The boy on his way to bed went into his closet to put his clothes in the hamper.  Much to his surprise, when he opened the hamper, out came a genie! The genie asked the boy what the boy wanted and offered to grant him three wishes, but not all of them right away. They had to be a month apart.  The boy, who was not a good student, asked the genie if the dog would do the boy’s homework whenever he asked and POOF! So it happened.

The boy asked the dog to finish his homework and he did!  Only his grades got worse, because the dog was not doing the homework all that well.  Also the boy was not learning anything and got further behind in his classes.

The next month the boy again found the genie in his closet and the genie asked him what he wanted.  The boy asked the genie if the dog could do his homework well. Because there’s no point having a dog do your homework if it isn’t done well! And POOF! So it happened.

For the next month the boy’s grades skyrocketed!  Everytime he asked the dog to do the homework the dog did it all! Happily, and perfectly!  But the problem was still that the boy was not learning anything. He failed his test.  His parents didn’t understand how he could be doing his work so well and not have a clue how to even do his math at all when they asked him questions, too.  And so they were about to send him off to some weird special school.

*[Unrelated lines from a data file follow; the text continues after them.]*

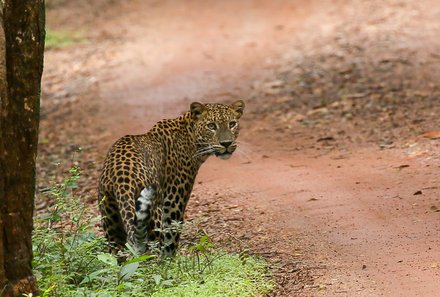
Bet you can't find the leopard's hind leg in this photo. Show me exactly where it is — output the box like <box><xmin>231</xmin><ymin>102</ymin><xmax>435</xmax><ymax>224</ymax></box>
<box><xmin>98</xmin><ymin>192</ymin><xmax>127</xmax><ymax>255</ymax></box>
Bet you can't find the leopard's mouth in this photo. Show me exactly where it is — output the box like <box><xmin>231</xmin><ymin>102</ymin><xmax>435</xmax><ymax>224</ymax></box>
<box><xmin>215</xmin><ymin>151</ymin><xmax>232</xmax><ymax>160</ymax></box>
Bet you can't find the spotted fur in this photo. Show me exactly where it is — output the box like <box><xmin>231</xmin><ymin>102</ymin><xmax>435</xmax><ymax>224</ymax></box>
<box><xmin>98</xmin><ymin>100</ymin><xmax>244</xmax><ymax>256</ymax></box>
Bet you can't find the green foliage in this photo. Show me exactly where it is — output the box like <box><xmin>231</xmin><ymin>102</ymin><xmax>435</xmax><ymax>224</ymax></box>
<box><xmin>33</xmin><ymin>167</ymin><xmax>272</xmax><ymax>297</ymax></box>
<box><xmin>45</xmin><ymin>30</ymin><xmax>86</xmax><ymax>49</ymax></box>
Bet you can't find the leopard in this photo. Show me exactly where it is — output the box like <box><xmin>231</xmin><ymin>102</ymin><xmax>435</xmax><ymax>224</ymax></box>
<box><xmin>98</xmin><ymin>100</ymin><xmax>245</xmax><ymax>257</ymax></box>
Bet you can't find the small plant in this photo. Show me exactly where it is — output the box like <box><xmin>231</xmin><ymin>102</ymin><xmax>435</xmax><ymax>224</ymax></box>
<box><xmin>33</xmin><ymin>166</ymin><xmax>272</xmax><ymax>297</ymax></box>
<box><xmin>45</xmin><ymin>30</ymin><xmax>86</xmax><ymax>49</ymax></box>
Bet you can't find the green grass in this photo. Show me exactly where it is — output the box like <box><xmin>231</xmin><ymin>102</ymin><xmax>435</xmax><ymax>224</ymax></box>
<box><xmin>33</xmin><ymin>167</ymin><xmax>273</xmax><ymax>297</ymax></box>
<box><xmin>45</xmin><ymin>30</ymin><xmax>86</xmax><ymax>49</ymax></box>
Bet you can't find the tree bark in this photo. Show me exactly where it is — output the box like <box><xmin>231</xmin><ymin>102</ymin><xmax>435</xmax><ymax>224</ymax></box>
<box><xmin>0</xmin><ymin>0</ymin><xmax>45</xmax><ymax>296</ymax></box>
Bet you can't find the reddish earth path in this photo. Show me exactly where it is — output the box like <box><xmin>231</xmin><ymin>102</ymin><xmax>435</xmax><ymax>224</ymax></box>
<box><xmin>48</xmin><ymin>0</ymin><xmax>440</xmax><ymax>296</ymax></box>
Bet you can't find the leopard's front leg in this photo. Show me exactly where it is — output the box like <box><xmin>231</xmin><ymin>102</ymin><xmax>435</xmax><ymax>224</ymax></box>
<box><xmin>161</xmin><ymin>195</ymin><xmax>189</xmax><ymax>257</ymax></box>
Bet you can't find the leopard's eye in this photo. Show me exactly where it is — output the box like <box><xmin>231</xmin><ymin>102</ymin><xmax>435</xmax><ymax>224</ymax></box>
<box><xmin>207</xmin><ymin>123</ymin><xmax>217</xmax><ymax>130</ymax></box>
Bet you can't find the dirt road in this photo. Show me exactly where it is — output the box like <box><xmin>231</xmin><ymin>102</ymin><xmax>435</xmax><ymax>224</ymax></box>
<box><xmin>42</xmin><ymin>0</ymin><xmax>440</xmax><ymax>296</ymax></box>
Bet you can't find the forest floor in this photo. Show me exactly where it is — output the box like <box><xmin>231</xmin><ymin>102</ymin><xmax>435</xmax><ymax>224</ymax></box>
<box><xmin>37</xmin><ymin>0</ymin><xmax>440</xmax><ymax>296</ymax></box>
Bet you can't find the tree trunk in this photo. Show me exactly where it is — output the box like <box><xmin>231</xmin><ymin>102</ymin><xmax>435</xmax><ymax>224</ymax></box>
<box><xmin>0</xmin><ymin>0</ymin><xmax>45</xmax><ymax>296</ymax></box>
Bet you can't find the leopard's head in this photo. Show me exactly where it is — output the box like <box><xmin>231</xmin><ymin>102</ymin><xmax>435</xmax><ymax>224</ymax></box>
<box><xmin>190</xmin><ymin>100</ymin><xmax>244</xmax><ymax>160</ymax></box>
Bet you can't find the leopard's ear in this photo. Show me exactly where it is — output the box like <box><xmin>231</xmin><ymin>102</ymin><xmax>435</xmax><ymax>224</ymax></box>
<box><xmin>231</xmin><ymin>100</ymin><xmax>244</xmax><ymax>118</ymax></box>
<box><xmin>190</xmin><ymin>102</ymin><xmax>205</xmax><ymax>120</ymax></box>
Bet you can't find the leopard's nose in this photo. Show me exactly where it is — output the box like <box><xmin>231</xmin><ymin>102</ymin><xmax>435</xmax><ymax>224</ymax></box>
<box><xmin>220</xmin><ymin>141</ymin><xmax>232</xmax><ymax>148</ymax></box>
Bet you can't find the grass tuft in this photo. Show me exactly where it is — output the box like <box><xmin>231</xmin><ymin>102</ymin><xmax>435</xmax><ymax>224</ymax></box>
<box><xmin>33</xmin><ymin>163</ymin><xmax>273</xmax><ymax>297</ymax></box>
<box><xmin>45</xmin><ymin>30</ymin><xmax>86</xmax><ymax>49</ymax></box>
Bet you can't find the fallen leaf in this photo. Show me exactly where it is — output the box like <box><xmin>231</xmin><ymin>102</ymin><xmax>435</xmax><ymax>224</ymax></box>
<box><xmin>418</xmin><ymin>131</ymin><xmax>440</xmax><ymax>139</ymax></box>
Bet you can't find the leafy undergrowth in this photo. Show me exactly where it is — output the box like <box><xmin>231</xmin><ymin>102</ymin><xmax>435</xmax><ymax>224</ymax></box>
<box><xmin>33</xmin><ymin>167</ymin><xmax>273</xmax><ymax>296</ymax></box>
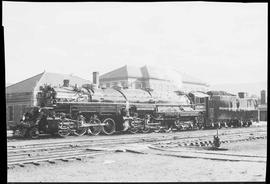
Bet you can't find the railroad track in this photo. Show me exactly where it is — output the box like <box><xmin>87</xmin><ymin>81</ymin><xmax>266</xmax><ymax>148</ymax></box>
<box><xmin>7</xmin><ymin>126</ymin><xmax>266</xmax><ymax>150</ymax></box>
<box><xmin>8</xmin><ymin>127</ymin><xmax>266</xmax><ymax>168</ymax></box>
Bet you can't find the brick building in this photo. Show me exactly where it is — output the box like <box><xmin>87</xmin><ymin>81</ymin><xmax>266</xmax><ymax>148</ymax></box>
<box><xmin>99</xmin><ymin>65</ymin><xmax>209</xmax><ymax>92</ymax></box>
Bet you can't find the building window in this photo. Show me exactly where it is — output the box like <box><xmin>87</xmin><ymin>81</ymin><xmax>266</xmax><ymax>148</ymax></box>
<box><xmin>8</xmin><ymin>106</ymin><xmax>14</xmax><ymax>121</ymax></box>
<box><xmin>135</xmin><ymin>82</ymin><xmax>142</xmax><ymax>89</ymax></box>
<box><xmin>22</xmin><ymin>105</ymin><xmax>27</xmax><ymax>114</ymax></box>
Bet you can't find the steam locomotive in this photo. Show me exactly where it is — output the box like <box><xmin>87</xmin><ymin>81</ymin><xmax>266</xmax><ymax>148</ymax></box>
<box><xmin>12</xmin><ymin>81</ymin><xmax>257</xmax><ymax>138</ymax></box>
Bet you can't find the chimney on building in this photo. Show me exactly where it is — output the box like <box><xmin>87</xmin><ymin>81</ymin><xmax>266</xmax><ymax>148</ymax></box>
<box><xmin>63</xmin><ymin>79</ymin><xmax>69</xmax><ymax>87</ymax></box>
<box><xmin>238</xmin><ymin>92</ymin><xmax>248</xmax><ymax>98</ymax></box>
<box><xmin>93</xmin><ymin>72</ymin><xmax>99</xmax><ymax>87</ymax></box>
<box><xmin>261</xmin><ymin>90</ymin><xmax>266</xmax><ymax>104</ymax></box>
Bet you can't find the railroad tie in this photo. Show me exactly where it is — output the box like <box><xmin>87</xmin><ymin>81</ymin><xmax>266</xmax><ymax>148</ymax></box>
<box><xmin>32</xmin><ymin>162</ymin><xmax>40</xmax><ymax>165</ymax></box>
<box><xmin>48</xmin><ymin>160</ymin><xmax>55</xmax><ymax>164</ymax></box>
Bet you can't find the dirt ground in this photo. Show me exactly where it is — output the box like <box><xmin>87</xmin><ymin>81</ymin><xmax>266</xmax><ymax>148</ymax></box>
<box><xmin>8</xmin><ymin>139</ymin><xmax>266</xmax><ymax>182</ymax></box>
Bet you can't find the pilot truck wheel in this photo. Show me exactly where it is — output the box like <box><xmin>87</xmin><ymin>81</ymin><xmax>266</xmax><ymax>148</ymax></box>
<box><xmin>102</xmin><ymin>118</ymin><xmax>115</xmax><ymax>135</ymax></box>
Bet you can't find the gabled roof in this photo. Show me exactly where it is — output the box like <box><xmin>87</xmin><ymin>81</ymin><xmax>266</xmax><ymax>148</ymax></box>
<box><xmin>178</xmin><ymin>71</ymin><xmax>208</xmax><ymax>86</ymax></box>
<box><xmin>100</xmin><ymin>65</ymin><xmax>208</xmax><ymax>86</ymax></box>
<box><xmin>6</xmin><ymin>72</ymin><xmax>91</xmax><ymax>93</ymax></box>
<box><xmin>99</xmin><ymin>65</ymin><xmax>143</xmax><ymax>81</ymax></box>
<box><xmin>6</xmin><ymin>72</ymin><xmax>44</xmax><ymax>93</ymax></box>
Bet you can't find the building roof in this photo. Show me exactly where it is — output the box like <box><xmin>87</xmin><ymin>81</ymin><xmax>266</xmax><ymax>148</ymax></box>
<box><xmin>100</xmin><ymin>65</ymin><xmax>207</xmax><ymax>86</ymax></box>
<box><xmin>6</xmin><ymin>72</ymin><xmax>91</xmax><ymax>93</ymax></box>
<box><xmin>99</xmin><ymin>65</ymin><xmax>143</xmax><ymax>81</ymax></box>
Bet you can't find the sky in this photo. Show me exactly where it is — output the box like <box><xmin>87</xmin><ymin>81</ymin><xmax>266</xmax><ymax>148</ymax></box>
<box><xmin>3</xmin><ymin>1</ymin><xmax>268</xmax><ymax>85</ymax></box>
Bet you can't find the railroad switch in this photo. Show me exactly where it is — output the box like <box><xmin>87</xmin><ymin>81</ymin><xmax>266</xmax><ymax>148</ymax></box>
<box><xmin>213</xmin><ymin>129</ymin><xmax>221</xmax><ymax>148</ymax></box>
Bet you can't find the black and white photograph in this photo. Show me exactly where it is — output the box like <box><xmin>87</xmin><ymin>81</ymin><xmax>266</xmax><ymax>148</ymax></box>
<box><xmin>2</xmin><ymin>1</ymin><xmax>268</xmax><ymax>183</ymax></box>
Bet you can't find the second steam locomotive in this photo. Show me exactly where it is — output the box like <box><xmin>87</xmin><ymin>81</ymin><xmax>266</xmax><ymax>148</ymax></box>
<box><xmin>12</xmin><ymin>78</ymin><xmax>257</xmax><ymax>138</ymax></box>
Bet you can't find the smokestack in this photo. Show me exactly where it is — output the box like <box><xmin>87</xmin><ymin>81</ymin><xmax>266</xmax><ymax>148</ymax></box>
<box><xmin>238</xmin><ymin>92</ymin><xmax>248</xmax><ymax>98</ymax></box>
<box><xmin>63</xmin><ymin>79</ymin><xmax>69</xmax><ymax>87</ymax></box>
<box><xmin>93</xmin><ymin>72</ymin><xmax>99</xmax><ymax>87</ymax></box>
<box><xmin>261</xmin><ymin>90</ymin><xmax>266</xmax><ymax>104</ymax></box>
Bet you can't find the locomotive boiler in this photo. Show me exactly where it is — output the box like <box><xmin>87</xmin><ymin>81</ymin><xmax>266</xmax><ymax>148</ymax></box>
<box><xmin>14</xmin><ymin>79</ymin><xmax>199</xmax><ymax>138</ymax></box>
<box><xmin>13</xmin><ymin>76</ymin><xmax>257</xmax><ymax>138</ymax></box>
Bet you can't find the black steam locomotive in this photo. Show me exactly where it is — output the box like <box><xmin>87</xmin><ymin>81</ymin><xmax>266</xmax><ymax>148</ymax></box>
<box><xmin>12</xmin><ymin>84</ymin><xmax>257</xmax><ymax>138</ymax></box>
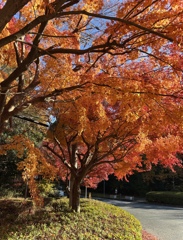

The next month the boy again found the genie in his closet and the genie asked him what he wanted.  The boy asked the genie, this time, if he could just undo the spells, because he really wanted to just be normal again. He wanted to learn his schoolwork. Maybe he wouldn’t get the best grades but that’s okay. He was going to do his best.

POOF!  And so it happened.  The end!

This kind of story makes a daddy cry. ;)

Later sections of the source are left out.